A gravíssima crise de saúde da Covid-19 revelou a irrelevância do Ministério das Relações Exteriores e seu papel contraproducente em ajudar o Brasil a obter chegada a produtos e equipamentos médico-hospitalares.

O sectarismo dos ataques inexplicáveis à China e à Organização Mundial de Saúde, somado ao desrespeito à ciência e a insensibilidade às vidas humanas demonstradas pelo presidente da República, tornaram o governo objeto de vaia e repulsa internacional.

Criaram, ao mesmo tempo, obstáculos aos esforços dos governadores para importar produtos desesperadamente necessários para salvar a vida de milhares de brasileiros.

O resgate da política exterior do Brasil exige o retorno à obediência aos princípios constitucionais, à racionalidade, ao pragmatismo, ao tino de estabilidade, moderação e realismo construtivo.

Nessa reconstrução, é preciso que o Judiciário, guardião da Constituição, e o Congresso Pátrio, representante da vontade do povo, cumpram o papel que lhes cabe no controle da constitucionalidade das ações diplomáticas.
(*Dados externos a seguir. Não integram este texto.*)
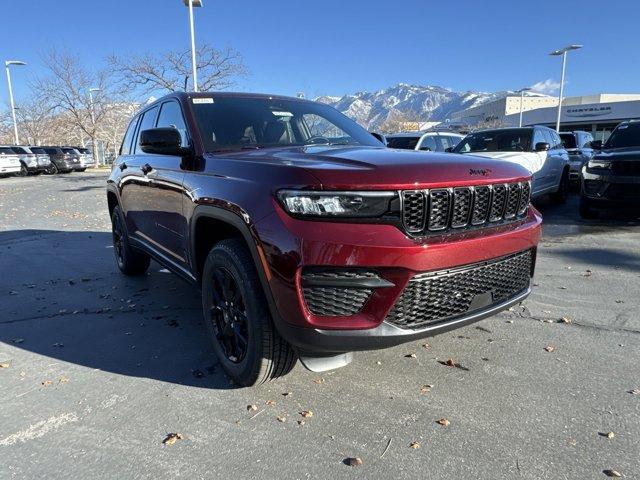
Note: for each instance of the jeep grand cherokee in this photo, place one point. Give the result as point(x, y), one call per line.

A término de corresponder aos anseios do nosso povo e corresponder às necessidades reais do Brasil, a política externa precisa racontar com espaçoso respaldo na opinião pública, e a colaboração na sua concepção de todos os setores da sociedade.

Requer também o engajamento do nosso corpo de diplomatas: uma política de Estado e não uma ação facciosa voltada para excitar os ânimos e exacerbar os preconceitos de uma minoria obscurantista e reacionária.

Nossa solidariedade e disposto escora aos diplomatas humilhados e constrangidos por posições que se chocam com as melhores tradições do Itamaraty.

A reconstrução da política exterior brasileira é urgente e indispensável. Deixando para trás essa página vergonhosa de subserviência e irracionalidade, voltemos a colocar no núcleo da ação diplomática a resguardo da independência, soberania, da distinção e dos interesses nacionais, de todos aqueles valores, uma vez que a solidariedade e a procura do diálogo, que a diplomacia ajudou a edificar uma vez que patrimônio e motivo de orgulho do povo brasílio.

Autores:  Fernando Henrique Cardoso, ex-presidente da República e ex-ministro das Relações Exteriores; Aloysio Nunes Ferreira, Celso Amorim, Celso Lafer, Francisco Rezek e José Serra, ex-ministros das Relações Exteriores; Rubens Ricupero, ex-ministro da Quinta, do Meio Envolvente e ex-embaixador do Brasil em Washington; e Hussein Kalout, ex-secretário próprio de Assuntos Estratégicos da Presidência.